С проницательностью биолога М. Клемансо прозревает тщетность этих протестов, и в ужасной жестокости Природы он не видит иного облегчения, кроме как в энергичном действии. «Toute âme haute veut être de la mêlée» («Каждая высокая душа хочет быть в схватке»). Самые тревожные эпохи — это битвы за идеал, даже в их худшие моменты. Единственный способ противостоять разрушительной фатальности Природы — это стремиться к улучшению участи человеческого рода. Во всем этом, ткань которого иногда немного растянута, когда она покрывает газетные статьи об освещении Парижа или выставке призовых голубей, М. Клемансо демонстрирует свое страстное желание подчинить все свое писательство набору философских идей. Он всегда считал, что общие импульсы, от которых зависит наше повседневное существование, достигают нас через каналы мысли. Он, следовательно, философ по решимости, и он основывает свою собственную интеллектуальную систему на Пастере и Спенсере, на Дарвине и Дж.

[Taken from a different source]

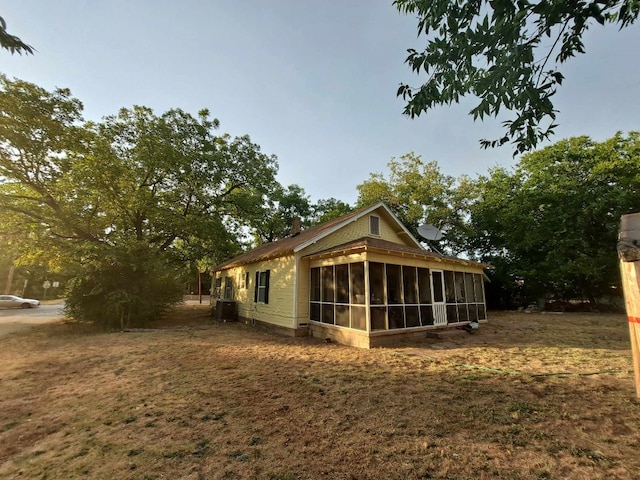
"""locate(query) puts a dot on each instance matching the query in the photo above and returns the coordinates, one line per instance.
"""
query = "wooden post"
(629, 253)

С. Милле, на Тэне и Ренане. Я уже говорил об огромном влиянии, которое, очевидно, оказала на Клемансо ранняя и наименее зрелая работа Ренана «Будущее науки». Без сомнения, именно чтение этой замечательной книги побудило Клемансо, уже предвзятого в пользу материализма, перенести на науку всю страсть, которую предыдущее поколение, а со времени его среднего возраста — более позднее поколение, отдавало религии. Должно быть понятно, что он не принадлежит по привычке ума или интеллектуальным стремлениям к характерной французской традиции сегодняшнего дня.

Великая заслуга М. Клемансо в бурные годы, когда он владел пером, которое было подобно рапире, заключалась в его бесстрашной и презрительной дерзости. Он сражался в литературе точно так же, как всегда сражался в политике, с видом человека, который не желал примирять своего противника, но всегда третировать его, раздавить весом своего аргумента, а затем пронзить его тело своей иронией. Когда мы перелистываем страницы его книг, которые страдают от неизбежной потери из-за мимолетного характера тем, на которых они главным образом распространяются, мы поражаемся непрестанной ловкости ясного, беспокойного мозга этого человека. Он акробат, непрестанно бросающий себя с воздушной легкостью в какую-то новую невозможную позицию. Статья в день в течение двадцати пяти лет — какая трата жизненной силы, кажется, это суммирует; и все же сегодня, в возрасте семидесяти восьми лет, неутомимый мозг и тело кажутся такими же гибкими, как всегда! Полнота материала в статьях М. Клемансо всегда была предметом изумления для тех, кто знает, сколько умной журналистики относится к тому типу, который Франсиск Сарсе описал, когда сказал: «Вы можете поворачивать кран сколько угодно; если цистерна пуста, ничего, кроме ветра, не выходит!» Но М. Клемансо всегда казался полным, и, сколь обильным ни был выход, у читателя всегда оставалось впечатление, что позади есть гораздо больше.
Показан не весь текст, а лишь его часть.